Dans d'autres domaines, les rôles et responsabilités spécifiques des autorités sont encore à définir. Par exemple, au sein de l'UE, des discussions sont en cours sur la manière dont les autorités nationales devraient ou non renforcer leurs fonctions et sur la manière dont elles se coordonneront avec les futures agences chargées de la mise en œuvre de l'architecture européenne de régulation du marché numérique, articulée entre la Loi sur les données, la Loi sur les marchés numériques, la Loi sur les services numériques, la Loi sur la gouvernance des données et la Loi sur l'intelligence artificielle.

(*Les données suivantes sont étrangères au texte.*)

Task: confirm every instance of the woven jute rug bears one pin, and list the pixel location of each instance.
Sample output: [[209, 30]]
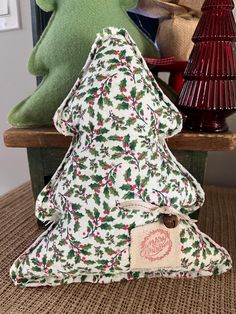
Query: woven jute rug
[[18, 229]]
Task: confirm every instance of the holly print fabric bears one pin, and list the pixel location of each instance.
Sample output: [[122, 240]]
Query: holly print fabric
[[119, 119]]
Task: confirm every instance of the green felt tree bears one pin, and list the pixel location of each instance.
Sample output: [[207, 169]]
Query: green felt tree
[[63, 48]]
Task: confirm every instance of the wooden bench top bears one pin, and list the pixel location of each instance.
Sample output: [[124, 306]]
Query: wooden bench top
[[48, 137]]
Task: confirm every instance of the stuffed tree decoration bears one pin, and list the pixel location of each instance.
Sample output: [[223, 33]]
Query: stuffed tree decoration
[[62, 51], [118, 203]]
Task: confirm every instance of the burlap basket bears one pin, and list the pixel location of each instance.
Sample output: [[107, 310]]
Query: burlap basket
[[175, 37]]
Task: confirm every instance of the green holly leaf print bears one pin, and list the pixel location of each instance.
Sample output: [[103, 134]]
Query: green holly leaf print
[[196, 262], [123, 85], [36, 268], [127, 174], [133, 92], [183, 240], [103, 130], [138, 180], [93, 152], [62, 242], [140, 94], [145, 181], [75, 206], [77, 259], [104, 164], [120, 97], [131, 121], [173, 200], [76, 226], [84, 178], [106, 192], [133, 145], [113, 191], [44, 260], [105, 226], [126, 187], [99, 240], [117, 149], [196, 253], [100, 138], [109, 251], [107, 101], [91, 111], [196, 244], [129, 195], [100, 77], [187, 250], [97, 178], [142, 155], [108, 218], [70, 254], [119, 226]]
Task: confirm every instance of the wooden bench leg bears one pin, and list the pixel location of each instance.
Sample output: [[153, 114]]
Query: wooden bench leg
[[43, 162]]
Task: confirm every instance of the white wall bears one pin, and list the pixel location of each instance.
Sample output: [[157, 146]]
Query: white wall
[[15, 84]]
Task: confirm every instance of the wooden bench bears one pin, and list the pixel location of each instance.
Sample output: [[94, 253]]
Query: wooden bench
[[46, 148]]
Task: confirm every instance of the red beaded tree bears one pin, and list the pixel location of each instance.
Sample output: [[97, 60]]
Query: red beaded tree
[[208, 95]]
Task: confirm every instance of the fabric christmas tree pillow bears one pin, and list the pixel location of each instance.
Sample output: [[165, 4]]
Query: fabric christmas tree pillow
[[63, 48], [119, 199]]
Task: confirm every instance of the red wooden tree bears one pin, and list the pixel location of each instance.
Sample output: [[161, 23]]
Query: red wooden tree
[[208, 95]]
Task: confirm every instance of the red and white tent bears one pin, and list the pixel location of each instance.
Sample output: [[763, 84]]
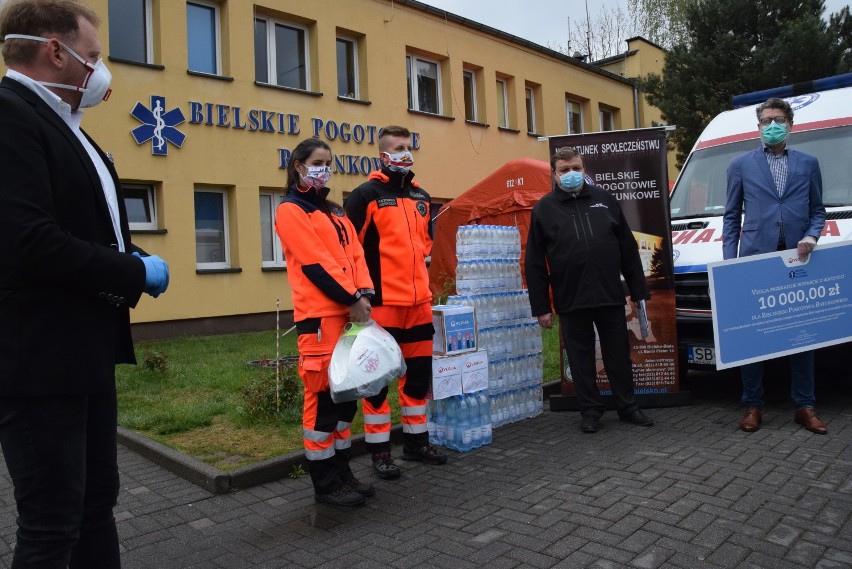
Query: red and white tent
[[505, 197]]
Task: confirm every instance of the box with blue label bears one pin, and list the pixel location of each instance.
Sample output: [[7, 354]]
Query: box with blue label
[[455, 329]]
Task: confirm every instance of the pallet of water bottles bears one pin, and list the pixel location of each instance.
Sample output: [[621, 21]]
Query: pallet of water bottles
[[487, 241], [461, 422], [466, 421], [488, 258]]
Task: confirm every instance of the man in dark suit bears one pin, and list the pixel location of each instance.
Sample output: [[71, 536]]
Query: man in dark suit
[[780, 190], [68, 273]]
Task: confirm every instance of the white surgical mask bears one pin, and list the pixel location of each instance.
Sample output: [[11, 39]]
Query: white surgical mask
[[400, 161], [316, 177], [95, 87]]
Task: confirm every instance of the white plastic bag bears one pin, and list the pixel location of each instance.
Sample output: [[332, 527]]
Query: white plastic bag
[[365, 359]]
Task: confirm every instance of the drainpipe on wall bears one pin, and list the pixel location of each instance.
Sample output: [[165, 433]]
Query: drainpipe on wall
[[635, 104]]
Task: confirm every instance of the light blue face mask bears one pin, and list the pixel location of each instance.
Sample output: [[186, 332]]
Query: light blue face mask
[[774, 134], [571, 181]]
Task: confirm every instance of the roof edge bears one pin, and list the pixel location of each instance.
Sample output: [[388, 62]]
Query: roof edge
[[449, 16]]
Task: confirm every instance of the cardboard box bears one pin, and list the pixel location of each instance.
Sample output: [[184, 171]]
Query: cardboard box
[[475, 371], [446, 376], [455, 329], [460, 373]]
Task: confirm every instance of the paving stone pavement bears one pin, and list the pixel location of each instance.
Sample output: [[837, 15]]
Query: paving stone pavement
[[691, 492]]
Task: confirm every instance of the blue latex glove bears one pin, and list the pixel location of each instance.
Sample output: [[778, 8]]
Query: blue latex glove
[[156, 274]]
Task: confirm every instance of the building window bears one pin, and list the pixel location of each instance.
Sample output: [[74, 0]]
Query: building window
[[202, 37], [140, 205], [424, 84], [502, 104], [281, 54], [607, 120], [574, 111], [469, 96], [347, 68], [211, 229], [273, 256], [530, 97], [130, 30]]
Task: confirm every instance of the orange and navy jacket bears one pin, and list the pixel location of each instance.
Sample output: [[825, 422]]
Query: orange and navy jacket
[[390, 211], [325, 261]]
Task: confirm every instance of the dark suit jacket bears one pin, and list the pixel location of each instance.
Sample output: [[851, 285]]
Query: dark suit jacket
[[65, 288], [751, 187]]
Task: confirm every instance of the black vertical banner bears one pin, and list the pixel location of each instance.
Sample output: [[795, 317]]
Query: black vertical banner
[[632, 166]]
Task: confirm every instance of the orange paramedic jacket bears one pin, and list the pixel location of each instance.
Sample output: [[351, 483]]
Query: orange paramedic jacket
[[325, 261], [391, 213]]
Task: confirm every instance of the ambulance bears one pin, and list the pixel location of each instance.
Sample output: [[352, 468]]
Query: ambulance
[[822, 127]]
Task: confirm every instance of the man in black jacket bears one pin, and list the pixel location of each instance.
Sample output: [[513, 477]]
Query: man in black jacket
[[578, 247], [68, 273]]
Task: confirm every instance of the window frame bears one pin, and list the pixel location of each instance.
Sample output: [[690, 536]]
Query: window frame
[[503, 88], [568, 113], [529, 100], [278, 261], [148, 35], [272, 55], [217, 29], [151, 198], [475, 108], [356, 71], [226, 263], [411, 60]]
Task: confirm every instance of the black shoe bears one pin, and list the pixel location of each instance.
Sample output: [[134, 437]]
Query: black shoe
[[384, 466], [343, 496], [426, 454], [637, 417], [365, 490], [590, 424]]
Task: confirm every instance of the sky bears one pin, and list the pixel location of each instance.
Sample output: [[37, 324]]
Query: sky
[[545, 21]]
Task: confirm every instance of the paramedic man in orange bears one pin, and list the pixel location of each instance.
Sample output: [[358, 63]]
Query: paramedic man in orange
[[391, 213], [330, 284]]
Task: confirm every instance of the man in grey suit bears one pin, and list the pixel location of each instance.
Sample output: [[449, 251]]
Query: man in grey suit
[[780, 190], [68, 274]]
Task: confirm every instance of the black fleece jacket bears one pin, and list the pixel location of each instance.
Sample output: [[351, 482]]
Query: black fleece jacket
[[579, 245]]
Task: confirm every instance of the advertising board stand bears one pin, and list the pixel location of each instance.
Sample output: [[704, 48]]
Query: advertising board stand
[[631, 165]]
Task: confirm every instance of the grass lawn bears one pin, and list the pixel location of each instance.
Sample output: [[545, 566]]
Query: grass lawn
[[199, 395]]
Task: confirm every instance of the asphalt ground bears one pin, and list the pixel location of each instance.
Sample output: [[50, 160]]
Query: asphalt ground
[[691, 492]]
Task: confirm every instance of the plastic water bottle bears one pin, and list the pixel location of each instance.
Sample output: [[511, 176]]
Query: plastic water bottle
[[531, 404], [450, 422], [475, 421], [464, 432], [485, 417], [431, 422]]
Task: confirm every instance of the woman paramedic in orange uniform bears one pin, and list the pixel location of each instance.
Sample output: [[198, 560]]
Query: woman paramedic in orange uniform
[[331, 285]]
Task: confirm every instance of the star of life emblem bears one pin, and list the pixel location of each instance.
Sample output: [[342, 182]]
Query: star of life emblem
[[158, 125]]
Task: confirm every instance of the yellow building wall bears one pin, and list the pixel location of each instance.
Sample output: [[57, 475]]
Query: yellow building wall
[[453, 154]]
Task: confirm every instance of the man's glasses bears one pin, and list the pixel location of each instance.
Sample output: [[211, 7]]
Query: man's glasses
[[766, 121]]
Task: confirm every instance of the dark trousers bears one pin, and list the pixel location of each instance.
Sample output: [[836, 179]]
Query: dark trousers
[[62, 457], [578, 334]]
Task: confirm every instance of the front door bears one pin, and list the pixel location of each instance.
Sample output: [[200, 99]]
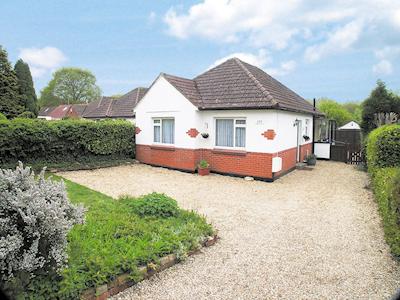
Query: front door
[[299, 139]]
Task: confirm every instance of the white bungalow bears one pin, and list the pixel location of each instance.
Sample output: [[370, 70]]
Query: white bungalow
[[235, 116]]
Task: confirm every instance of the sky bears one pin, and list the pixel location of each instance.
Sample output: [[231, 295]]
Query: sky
[[336, 49]]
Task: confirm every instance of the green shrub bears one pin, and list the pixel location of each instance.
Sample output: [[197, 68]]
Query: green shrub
[[383, 147], [386, 186], [27, 115], [203, 164], [114, 240], [35, 141], [154, 204]]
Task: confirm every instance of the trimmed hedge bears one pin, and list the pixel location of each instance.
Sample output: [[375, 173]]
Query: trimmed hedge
[[386, 186], [383, 158], [32, 141], [383, 148]]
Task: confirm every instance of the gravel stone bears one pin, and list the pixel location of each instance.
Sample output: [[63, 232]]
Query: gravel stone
[[308, 235]]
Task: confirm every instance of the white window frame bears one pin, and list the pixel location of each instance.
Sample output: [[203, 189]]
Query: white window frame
[[160, 125], [234, 132]]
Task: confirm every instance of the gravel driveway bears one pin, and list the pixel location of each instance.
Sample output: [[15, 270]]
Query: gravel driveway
[[311, 234]]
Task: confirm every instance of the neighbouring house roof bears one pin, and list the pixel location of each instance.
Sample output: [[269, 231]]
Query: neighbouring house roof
[[350, 125], [235, 84], [124, 105], [109, 107], [79, 109], [45, 111], [58, 112]]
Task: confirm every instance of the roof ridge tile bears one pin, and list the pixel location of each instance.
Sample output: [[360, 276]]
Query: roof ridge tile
[[255, 80]]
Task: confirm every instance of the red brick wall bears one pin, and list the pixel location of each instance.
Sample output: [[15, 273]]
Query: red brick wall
[[222, 161], [177, 158], [239, 163], [289, 157]]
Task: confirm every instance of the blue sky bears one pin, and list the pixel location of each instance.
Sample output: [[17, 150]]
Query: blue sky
[[335, 49]]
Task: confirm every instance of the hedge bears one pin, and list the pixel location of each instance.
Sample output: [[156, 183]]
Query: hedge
[[35, 140], [386, 186], [383, 158], [383, 148]]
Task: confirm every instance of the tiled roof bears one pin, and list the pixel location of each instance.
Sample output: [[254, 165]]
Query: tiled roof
[[98, 109], [186, 86], [61, 111], [109, 107], [235, 84], [124, 105], [79, 109]]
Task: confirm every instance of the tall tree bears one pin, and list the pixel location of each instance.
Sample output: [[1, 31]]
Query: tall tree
[[335, 111], [382, 106], [10, 100], [70, 85], [26, 89]]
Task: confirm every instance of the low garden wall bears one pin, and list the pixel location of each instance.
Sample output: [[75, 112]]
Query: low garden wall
[[56, 142], [383, 158]]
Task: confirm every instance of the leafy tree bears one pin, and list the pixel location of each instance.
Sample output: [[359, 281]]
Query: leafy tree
[[335, 111], [10, 100], [26, 89], [70, 85], [382, 106], [355, 108]]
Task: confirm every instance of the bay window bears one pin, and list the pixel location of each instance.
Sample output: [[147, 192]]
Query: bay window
[[163, 130], [230, 133]]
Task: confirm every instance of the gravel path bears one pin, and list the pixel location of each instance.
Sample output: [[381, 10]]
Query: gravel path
[[309, 235]]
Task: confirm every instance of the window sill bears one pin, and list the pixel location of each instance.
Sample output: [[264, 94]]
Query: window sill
[[161, 147], [229, 152]]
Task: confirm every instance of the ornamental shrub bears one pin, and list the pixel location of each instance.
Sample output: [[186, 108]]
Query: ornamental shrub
[[35, 218], [383, 147], [27, 115], [35, 140], [154, 204]]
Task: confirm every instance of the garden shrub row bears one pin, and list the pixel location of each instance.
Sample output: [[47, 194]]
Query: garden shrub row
[[34, 141], [383, 158], [115, 239]]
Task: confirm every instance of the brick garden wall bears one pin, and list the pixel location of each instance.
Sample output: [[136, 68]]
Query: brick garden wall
[[221, 161]]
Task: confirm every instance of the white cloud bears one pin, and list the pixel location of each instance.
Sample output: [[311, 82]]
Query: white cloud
[[384, 67], [339, 41], [385, 56], [323, 27], [42, 60], [260, 59], [152, 17], [285, 68]]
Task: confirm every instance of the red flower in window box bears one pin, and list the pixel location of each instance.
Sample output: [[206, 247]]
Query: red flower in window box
[[203, 168]]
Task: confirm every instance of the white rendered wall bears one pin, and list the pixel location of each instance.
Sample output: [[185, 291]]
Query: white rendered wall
[[257, 122], [162, 100]]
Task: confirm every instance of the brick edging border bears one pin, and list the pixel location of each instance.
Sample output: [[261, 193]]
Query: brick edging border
[[122, 282]]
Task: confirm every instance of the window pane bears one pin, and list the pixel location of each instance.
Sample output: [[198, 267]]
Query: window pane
[[240, 137], [224, 133], [168, 131], [156, 134]]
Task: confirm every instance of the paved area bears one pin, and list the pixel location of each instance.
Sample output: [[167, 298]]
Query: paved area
[[309, 235]]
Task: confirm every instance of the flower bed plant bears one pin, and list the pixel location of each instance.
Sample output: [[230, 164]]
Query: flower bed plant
[[116, 239]]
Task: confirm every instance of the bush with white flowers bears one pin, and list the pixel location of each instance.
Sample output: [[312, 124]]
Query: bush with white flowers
[[35, 218]]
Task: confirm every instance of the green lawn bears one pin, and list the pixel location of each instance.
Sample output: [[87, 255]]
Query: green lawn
[[115, 240]]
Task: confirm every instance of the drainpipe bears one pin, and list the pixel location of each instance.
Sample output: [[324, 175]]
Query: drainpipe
[[313, 127]]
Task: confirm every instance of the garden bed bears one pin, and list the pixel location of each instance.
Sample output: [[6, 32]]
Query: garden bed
[[116, 241]]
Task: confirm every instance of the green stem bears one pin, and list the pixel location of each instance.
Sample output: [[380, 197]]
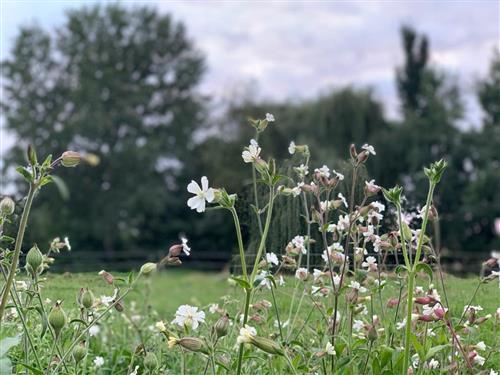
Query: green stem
[[240, 242], [17, 249]]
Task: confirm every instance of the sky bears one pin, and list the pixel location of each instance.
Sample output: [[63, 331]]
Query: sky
[[296, 50]]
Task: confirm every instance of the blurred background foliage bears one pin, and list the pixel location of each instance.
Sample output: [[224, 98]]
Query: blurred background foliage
[[123, 84]]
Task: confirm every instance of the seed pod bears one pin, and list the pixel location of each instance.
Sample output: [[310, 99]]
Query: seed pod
[[70, 159], [221, 326], [57, 318], [79, 352], [34, 261], [7, 206], [87, 298], [150, 362]]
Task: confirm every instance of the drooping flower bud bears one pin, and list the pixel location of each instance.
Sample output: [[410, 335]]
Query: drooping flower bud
[[70, 159], [34, 261], [57, 318], [79, 352], [7, 206], [150, 362]]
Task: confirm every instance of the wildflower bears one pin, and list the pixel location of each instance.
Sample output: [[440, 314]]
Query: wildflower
[[98, 361], [94, 330], [246, 334], [272, 258], [160, 326], [202, 195], [368, 148], [301, 273], [188, 316], [269, 117], [252, 152], [185, 248], [324, 171], [329, 349], [370, 263], [342, 198]]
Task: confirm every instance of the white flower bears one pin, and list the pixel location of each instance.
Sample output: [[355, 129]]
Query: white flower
[[342, 198], [201, 194], [481, 346], [370, 262], [213, 308], [185, 248], [246, 334], [301, 273], [368, 148], [329, 349], [160, 326], [324, 171], [98, 361], [66, 243], [188, 316], [272, 258], [433, 364], [94, 330], [269, 117], [251, 153]]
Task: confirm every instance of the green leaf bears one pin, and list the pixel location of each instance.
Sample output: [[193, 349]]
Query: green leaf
[[25, 173], [243, 283], [425, 268]]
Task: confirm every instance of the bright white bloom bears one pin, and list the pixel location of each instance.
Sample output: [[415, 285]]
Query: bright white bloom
[[202, 195], [370, 263], [185, 248], [481, 346], [272, 258], [301, 273], [329, 349], [251, 153], [433, 364], [188, 316], [324, 171], [66, 243], [269, 117], [94, 330], [342, 198], [370, 149], [246, 334], [98, 361], [299, 243]]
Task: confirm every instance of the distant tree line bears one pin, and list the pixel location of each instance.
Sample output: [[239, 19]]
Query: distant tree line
[[123, 84]]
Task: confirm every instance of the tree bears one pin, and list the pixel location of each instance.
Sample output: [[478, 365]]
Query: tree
[[121, 84]]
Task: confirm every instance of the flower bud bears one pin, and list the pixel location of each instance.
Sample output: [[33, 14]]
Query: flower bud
[[7, 206], [87, 299], [34, 261], [267, 345], [193, 344], [221, 326], [148, 268], [70, 159], [79, 352], [57, 318], [150, 362]]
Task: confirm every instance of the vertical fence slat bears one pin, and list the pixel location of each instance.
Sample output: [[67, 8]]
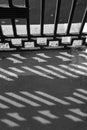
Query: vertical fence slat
[[83, 22], [1, 34], [57, 12], [27, 5], [71, 16], [13, 20], [42, 15]]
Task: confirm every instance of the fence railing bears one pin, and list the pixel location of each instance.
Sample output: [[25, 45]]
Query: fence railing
[[42, 40]]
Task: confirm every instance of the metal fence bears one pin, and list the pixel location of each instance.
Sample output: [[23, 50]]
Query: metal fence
[[42, 40]]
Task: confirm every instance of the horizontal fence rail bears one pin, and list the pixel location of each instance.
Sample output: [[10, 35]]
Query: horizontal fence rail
[[14, 41]]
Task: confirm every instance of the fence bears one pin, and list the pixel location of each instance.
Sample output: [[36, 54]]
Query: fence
[[42, 40]]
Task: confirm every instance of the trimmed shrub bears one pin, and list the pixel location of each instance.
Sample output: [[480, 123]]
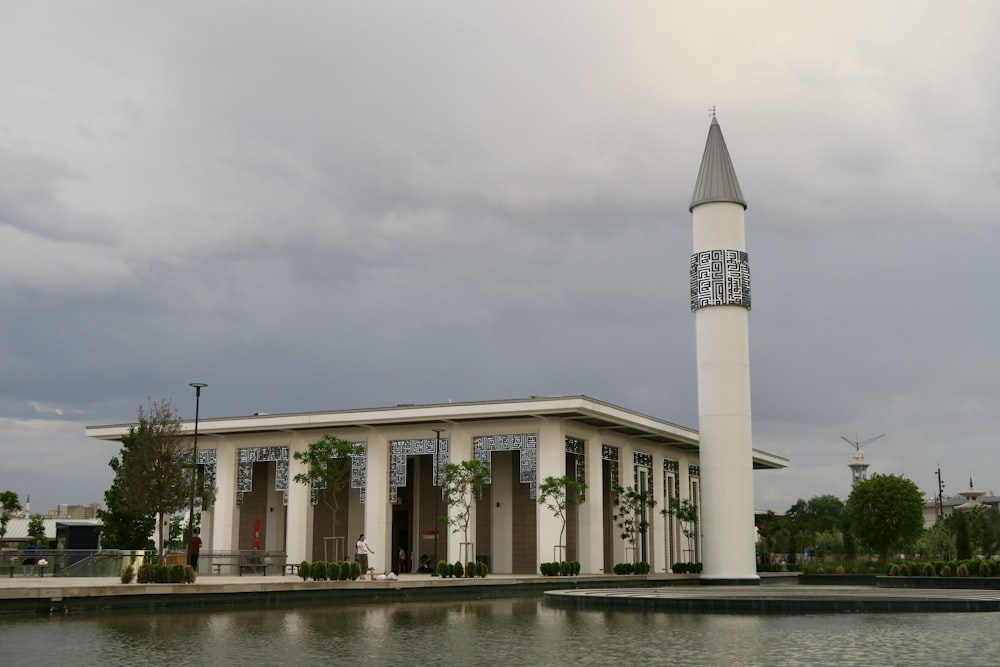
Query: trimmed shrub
[[146, 573]]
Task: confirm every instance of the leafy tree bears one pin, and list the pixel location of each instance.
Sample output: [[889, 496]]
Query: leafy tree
[[686, 512], [122, 529], [885, 513], [937, 542], [631, 514], [155, 475], [328, 468], [558, 494], [9, 505], [36, 530], [463, 484]]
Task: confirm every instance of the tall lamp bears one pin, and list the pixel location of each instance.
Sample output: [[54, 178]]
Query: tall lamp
[[437, 493], [194, 463]]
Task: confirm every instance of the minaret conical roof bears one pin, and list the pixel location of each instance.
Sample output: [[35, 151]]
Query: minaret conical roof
[[716, 179]]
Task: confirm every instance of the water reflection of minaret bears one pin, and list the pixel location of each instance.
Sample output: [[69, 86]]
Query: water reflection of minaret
[[720, 300]]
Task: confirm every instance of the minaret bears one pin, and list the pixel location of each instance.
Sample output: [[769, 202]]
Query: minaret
[[720, 300]]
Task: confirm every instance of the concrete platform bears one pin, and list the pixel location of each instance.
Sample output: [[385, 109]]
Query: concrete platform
[[666, 592], [785, 598]]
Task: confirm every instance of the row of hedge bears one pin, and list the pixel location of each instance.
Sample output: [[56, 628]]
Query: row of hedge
[[686, 568], [153, 573], [330, 571], [642, 567], [566, 568], [952, 568], [457, 570]]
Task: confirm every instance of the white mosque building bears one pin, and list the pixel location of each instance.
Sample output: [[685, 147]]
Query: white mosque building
[[392, 495], [394, 492]]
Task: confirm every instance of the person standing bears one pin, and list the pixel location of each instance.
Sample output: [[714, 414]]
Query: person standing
[[194, 549], [362, 552]]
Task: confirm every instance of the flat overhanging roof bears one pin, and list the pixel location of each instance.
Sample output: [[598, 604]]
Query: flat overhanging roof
[[575, 409]]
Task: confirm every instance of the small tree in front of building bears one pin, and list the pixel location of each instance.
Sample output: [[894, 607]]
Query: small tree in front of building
[[631, 515], [463, 484], [686, 513], [155, 475], [886, 514], [558, 494], [36, 530], [328, 470], [9, 505]]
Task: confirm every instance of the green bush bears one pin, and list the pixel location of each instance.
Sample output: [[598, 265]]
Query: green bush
[[145, 573]]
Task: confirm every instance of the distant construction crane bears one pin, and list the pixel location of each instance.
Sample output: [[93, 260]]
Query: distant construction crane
[[857, 465]]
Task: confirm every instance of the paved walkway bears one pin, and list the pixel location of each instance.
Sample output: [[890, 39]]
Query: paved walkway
[[21, 594]]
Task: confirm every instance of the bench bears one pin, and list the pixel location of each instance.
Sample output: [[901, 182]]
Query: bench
[[12, 566]]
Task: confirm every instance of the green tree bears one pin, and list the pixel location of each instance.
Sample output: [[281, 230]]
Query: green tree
[[936, 542], [885, 513], [156, 475], [122, 529], [9, 505], [686, 512], [36, 530], [631, 515], [463, 484], [328, 468], [558, 494]]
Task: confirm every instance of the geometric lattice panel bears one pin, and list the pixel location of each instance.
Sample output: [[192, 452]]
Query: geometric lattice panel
[[437, 448], [526, 443], [244, 470], [720, 278]]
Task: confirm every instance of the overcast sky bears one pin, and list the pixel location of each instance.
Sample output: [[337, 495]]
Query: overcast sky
[[316, 205]]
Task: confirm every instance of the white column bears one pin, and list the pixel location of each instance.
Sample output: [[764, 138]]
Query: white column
[[223, 524], [591, 511], [459, 449], [551, 461], [377, 509], [300, 510]]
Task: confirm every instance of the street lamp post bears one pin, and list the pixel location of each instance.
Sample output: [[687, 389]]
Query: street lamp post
[[437, 493], [194, 463]]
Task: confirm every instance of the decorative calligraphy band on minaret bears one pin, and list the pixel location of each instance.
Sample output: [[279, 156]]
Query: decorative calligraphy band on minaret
[[720, 278]]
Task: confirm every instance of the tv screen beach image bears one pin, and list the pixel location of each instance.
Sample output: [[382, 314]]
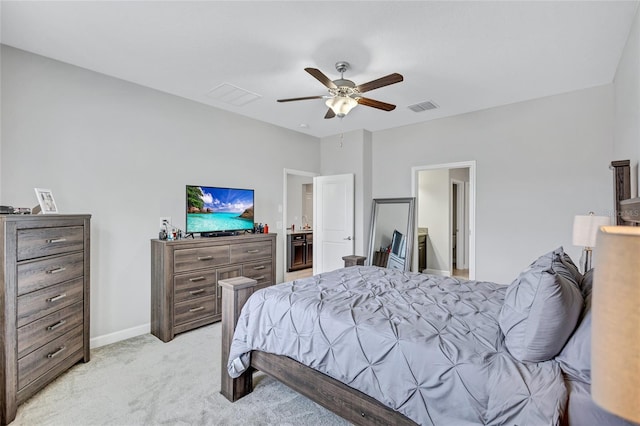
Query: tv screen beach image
[[211, 209]]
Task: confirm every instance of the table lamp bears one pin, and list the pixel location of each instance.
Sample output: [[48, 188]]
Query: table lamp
[[615, 341], [585, 228]]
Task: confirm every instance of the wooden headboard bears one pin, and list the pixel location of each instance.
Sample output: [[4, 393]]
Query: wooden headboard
[[627, 209]]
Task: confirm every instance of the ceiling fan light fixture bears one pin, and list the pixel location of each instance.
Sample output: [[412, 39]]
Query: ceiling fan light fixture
[[341, 105]]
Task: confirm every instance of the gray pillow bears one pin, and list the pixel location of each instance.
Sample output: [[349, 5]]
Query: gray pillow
[[575, 357], [541, 309]]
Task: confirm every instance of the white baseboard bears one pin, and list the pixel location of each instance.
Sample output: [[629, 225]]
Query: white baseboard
[[437, 272], [107, 339]]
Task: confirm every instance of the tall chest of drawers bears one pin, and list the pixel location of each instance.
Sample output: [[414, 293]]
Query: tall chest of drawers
[[184, 277], [44, 323]]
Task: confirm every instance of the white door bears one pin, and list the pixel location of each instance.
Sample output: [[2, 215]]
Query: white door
[[461, 229], [333, 213]]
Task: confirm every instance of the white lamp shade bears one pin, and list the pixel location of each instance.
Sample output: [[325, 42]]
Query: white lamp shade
[[341, 105], [585, 229], [615, 341]]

Les pays étudient également la possibilité d’une coopération intersectorielle plus formelle entre les régulateurs, étant donné que la transformation numérique touche un certain nombre de domaines réglementaires, notamment les communications, les données, le contenu, les services financiers, la protection des consommateurs et la concurrence (OCDE, à paraître[115] ; OCDE, 2021[108] ; OCDE, 2021[116]). Entre autres exemples notables, citons le Digital Regulation Co-operation Forum (DRCF) du Royaume-Uni,29 la Digital Regulation Co-operation Platform des Pays-Bas30 et les orientations conjointes sur la réglementation et les plateformes de big data élaborées par trois régulateurs italiens.31 Ces structures vont au-delà du simple partage d’informations et peuvent inclure la mise en commun de l’expertise et des ressources, la communication des résultats et un soutien mutuel pour les procédures d’application. Dans une première affaire impliquant une plateforme numérique, la DRCF du Royaume-Uni contribue à trouver un équilibre entre les préoccupations relatives à la vie privée et à la concurrence, par exemple. La proposition législative de l'Union européenne relative à la loi sur les services numériques prévoit un mécanisme de coopération et de coordination pour la supervision des obligations qu'elle impose aux services en ligne et aux plateformes (Commission européenne, 2020[117]).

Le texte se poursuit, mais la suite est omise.